Prof. Hardy is a world-renowned neuroscientist who is the most-cited AD researcher in the UK. He received his BSc in Biochemistry from the University of Leeds in 1976 and his PhD in Neurochemistry from Imperial College London in 1981. He spent his early career at the University of Newcastle upon Tyne, Umeå University, and St Mary’s Hospital (which later merged with Imperial College London). Between 1989 and 2007, he worked in the US, taking up several senior positions at the University of South Florida, the Mayo Clinic in Florida, and the National Institute on Aging at the National Institutes of Health. Since 2007, he has been Professor of Neuroscience at UCL and is currently the Head of the Department of Molecular Neuroscience and the Chair of Molecular Biology of Neurological Disease at the UCL Queen Square Institute of Neurology.
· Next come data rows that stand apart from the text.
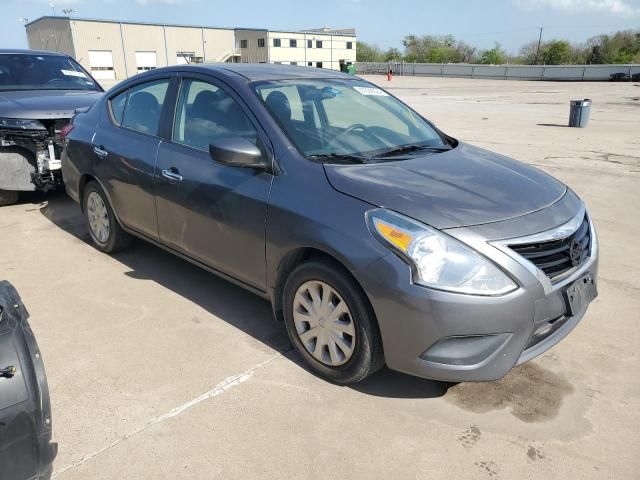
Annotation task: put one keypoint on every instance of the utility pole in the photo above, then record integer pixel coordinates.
(538, 49)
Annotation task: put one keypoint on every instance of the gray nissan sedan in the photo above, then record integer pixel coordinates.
(376, 237)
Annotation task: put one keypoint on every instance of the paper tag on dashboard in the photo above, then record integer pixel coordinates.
(73, 73)
(376, 92)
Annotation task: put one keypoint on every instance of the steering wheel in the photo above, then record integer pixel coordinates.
(355, 128)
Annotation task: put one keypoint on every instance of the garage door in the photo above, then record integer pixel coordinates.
(101, 63)
(145, 61)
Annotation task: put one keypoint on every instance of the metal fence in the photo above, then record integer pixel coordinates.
(503, 72)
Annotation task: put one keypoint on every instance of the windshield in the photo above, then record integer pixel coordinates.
(348, 120)
(43, 72)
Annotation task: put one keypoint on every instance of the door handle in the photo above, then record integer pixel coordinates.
(8, 372)
(100, 151)
(172, 174)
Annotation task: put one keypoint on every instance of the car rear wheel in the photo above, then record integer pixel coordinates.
(105, 231)
(8, 197)
(331, 323)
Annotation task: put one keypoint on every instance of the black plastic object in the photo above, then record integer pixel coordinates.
(580, 113)
(26, 450)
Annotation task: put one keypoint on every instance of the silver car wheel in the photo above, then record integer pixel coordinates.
(324, 323)
(98, 217)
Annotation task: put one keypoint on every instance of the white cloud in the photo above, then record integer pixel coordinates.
(160, 2)
(616, 7)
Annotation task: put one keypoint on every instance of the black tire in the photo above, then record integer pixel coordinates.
(367, 356)
(8, 197)
(118, 239)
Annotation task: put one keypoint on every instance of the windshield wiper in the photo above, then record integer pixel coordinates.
(344, 157)
(411, 148)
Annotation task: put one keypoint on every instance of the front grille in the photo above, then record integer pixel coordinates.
(557, 257)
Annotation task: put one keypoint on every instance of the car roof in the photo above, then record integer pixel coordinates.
(264, 71)
(17, 51)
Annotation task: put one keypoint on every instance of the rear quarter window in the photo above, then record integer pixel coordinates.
(117, 105)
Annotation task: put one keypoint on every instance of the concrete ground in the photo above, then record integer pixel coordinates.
(158, 369)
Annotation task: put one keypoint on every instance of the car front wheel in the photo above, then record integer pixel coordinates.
(331, 324)
(106, 233)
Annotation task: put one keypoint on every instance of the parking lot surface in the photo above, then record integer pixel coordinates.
(158, 369)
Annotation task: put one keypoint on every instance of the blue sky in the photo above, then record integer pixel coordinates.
(383, 22)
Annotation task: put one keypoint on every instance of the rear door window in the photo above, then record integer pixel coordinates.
(206, 113)
(144, 106)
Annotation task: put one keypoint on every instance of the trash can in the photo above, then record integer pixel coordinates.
(579, 113)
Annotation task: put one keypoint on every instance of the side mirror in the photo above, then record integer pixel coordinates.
(237, 151)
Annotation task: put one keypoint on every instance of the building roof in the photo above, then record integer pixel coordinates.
(129, 22)
(30, 52)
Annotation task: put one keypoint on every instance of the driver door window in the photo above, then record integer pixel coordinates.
(206, 113)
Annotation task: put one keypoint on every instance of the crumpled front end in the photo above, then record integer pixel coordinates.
(30, 152)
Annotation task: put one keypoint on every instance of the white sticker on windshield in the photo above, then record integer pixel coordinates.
(376, 92)
(73, 73)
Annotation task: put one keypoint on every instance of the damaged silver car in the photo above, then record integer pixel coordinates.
(39, 93)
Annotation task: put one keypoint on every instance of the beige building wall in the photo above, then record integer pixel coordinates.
(100, 36)
(143, 38)
(219, 44)
(183, 39)
(252, 53)
(334, 49)
(128, 43)
(51, 34)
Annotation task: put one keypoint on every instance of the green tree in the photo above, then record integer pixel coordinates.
(368, 53)
(393, 54)
(437, 49)
(495, 56)
(555, 52)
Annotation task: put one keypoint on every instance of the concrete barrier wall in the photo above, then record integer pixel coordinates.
(506, 72)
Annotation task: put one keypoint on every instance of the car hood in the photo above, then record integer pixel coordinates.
(44, 104)
(464, 186)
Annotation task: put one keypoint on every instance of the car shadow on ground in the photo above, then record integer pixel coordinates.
(236, 306)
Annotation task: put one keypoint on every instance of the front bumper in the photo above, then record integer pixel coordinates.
(454, 337)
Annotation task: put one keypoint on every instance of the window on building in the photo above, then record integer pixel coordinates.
(101, 64)
(145, 61)
(206, 113)
(143, 107)
(184, 58)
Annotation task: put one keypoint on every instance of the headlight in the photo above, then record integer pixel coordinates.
(438, 260)
(21, 124)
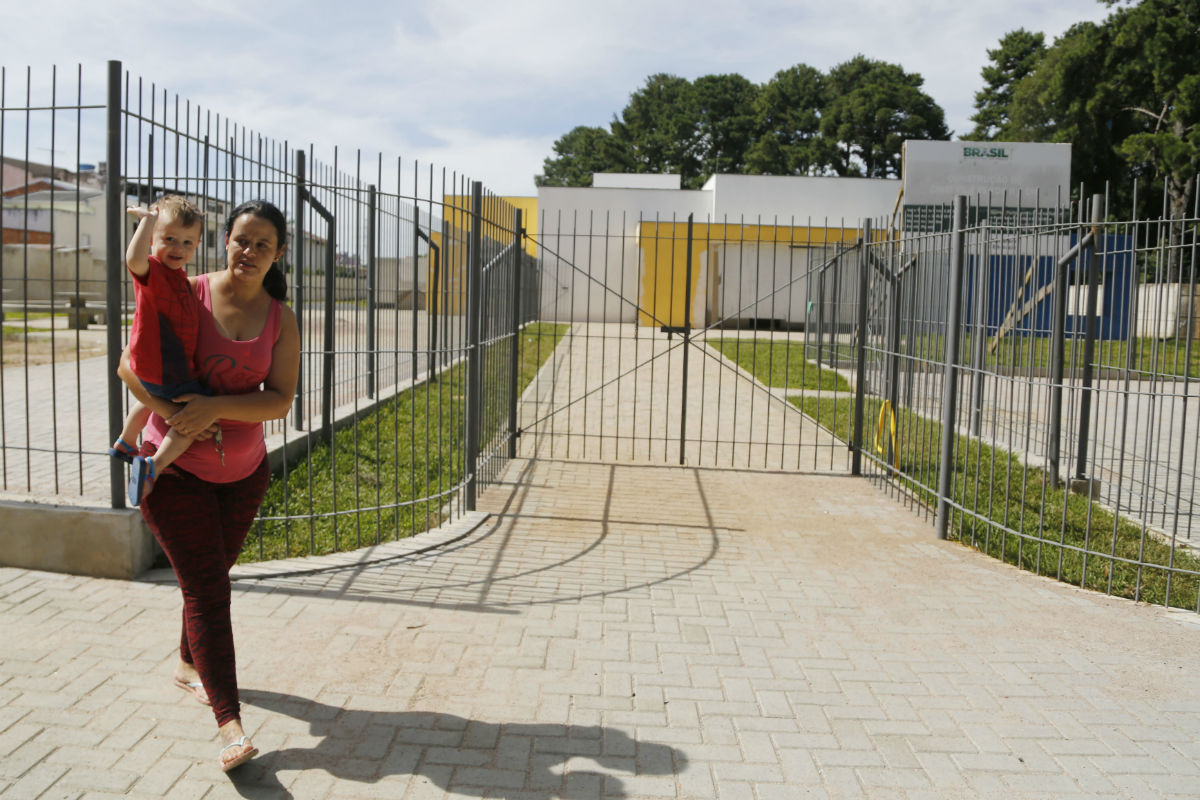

Prof. Hardy was elected a Member of the UK Academy of Medical Sciences in 2008, a Fellow of the UK Royal Society in 2009, of the Institute of Biology (now known as the UK Royal Society of Biology) in 2011, and of the European Molecular Biology Organization in 2015. He was awarded a Doctor of Science honoris causa by HKUST in 2020.

He has received numerous international awards including the Dan David Prize (2014), the Thudichum Medal (2015), the Hartwig Piepenbrock-DZNE Prize (2015), and the Helis Prize (2016). In recognition of his pioneering research in neurodegeneration, he was awarded the prestigious Breakthrough Prize in Life Sciences in 2016 and the Brain Prize in 2018.